If you know what you want, you'll have the courage and foresight to pass up even brilliant opportunities -- because ultimately they are distractions from your vision. As Jim Collins said in Good to Great, "A 'once-in-a-lifetime opportunity' is irrelevant if it is the wrong opportunity."
6. Make a bucket list and actively knock items off.
Most people have it backward -- they design their ambitions around their life, rather than designing their life around their ambitions.
What are the things you absolutely must do before you die?
Start there.
Then design your life around those things. Or as Covey explained in 7 Habits of Highly Effective People, "Begin with the end clearly in mind."
7. Fast from all food and caloric beverages 24 hours once per week.

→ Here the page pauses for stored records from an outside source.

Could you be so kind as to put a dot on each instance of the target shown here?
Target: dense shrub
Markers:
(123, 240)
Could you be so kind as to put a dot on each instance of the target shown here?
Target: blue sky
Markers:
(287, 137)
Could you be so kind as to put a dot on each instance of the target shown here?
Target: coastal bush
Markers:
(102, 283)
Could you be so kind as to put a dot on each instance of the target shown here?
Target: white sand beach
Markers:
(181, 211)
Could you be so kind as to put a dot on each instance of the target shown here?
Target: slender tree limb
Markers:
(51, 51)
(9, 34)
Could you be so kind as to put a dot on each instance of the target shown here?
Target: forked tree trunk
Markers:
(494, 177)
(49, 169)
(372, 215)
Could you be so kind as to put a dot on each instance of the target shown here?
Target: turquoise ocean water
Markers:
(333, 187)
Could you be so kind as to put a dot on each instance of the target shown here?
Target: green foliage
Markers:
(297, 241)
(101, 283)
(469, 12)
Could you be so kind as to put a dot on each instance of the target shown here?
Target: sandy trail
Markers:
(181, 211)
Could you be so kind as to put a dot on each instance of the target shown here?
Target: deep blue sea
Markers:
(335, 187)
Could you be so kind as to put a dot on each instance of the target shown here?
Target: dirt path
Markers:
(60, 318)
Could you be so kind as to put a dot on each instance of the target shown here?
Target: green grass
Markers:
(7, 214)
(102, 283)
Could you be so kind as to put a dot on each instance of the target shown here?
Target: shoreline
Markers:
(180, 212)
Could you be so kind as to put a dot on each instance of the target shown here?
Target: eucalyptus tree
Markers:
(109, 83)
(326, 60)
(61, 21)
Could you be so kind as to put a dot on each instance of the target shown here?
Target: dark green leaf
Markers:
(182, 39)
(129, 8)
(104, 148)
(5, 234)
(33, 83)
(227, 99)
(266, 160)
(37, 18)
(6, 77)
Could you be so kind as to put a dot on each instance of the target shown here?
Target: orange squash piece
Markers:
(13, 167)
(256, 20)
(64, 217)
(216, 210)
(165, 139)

One-day (24-hour) food fasts are a popular way to maintain health and vigor. Fasting leverages the self-healing properties of the human body. Radical health improvements occur when the digestive system is given rest and the organs get ample time to repair and heal themselves.
A regular practice of fasting can:
- Improve digestive efficiency
- Increase mental clarity
- Increase physical and mental vigor
- Remove toxins
- Improve vision
- Give a general feeling of well being
Like all the other habits, fasting gets easier with practice. I've been fasting for years and it's one of the best things I have done for my health.
Fasting is also one of the most recognized techniques in religious and spiritual practices. I also use fasting to get spiritual clarity and refinement.
8. Stop consuming the news or reading the newspaper.
Although the amount of warfare and deaths by human hands are reducing globally, you will not get that message watching televised news or reading the news.
On the contrary, these media outlets have an agenda. Their goal is to appeal to your fears by inflating extreme cases -- making them seem normal and commonplace. If they didn't do so, their viewership would plummet.
Which is why Peter Diamandis, one of the world's experts on entrepreneurship and the future of innovation has said, "I've stopped watching TV news. They couldn't pay me enough money."
You can get high-quality news curated from Google news. When you detox from the toxic filth that is public news, you'll be startled as your worldview becomes radically more optimistic. There is no objective reality. Instead, we live in perceived realities and are thus responsible for the worldview we adopt.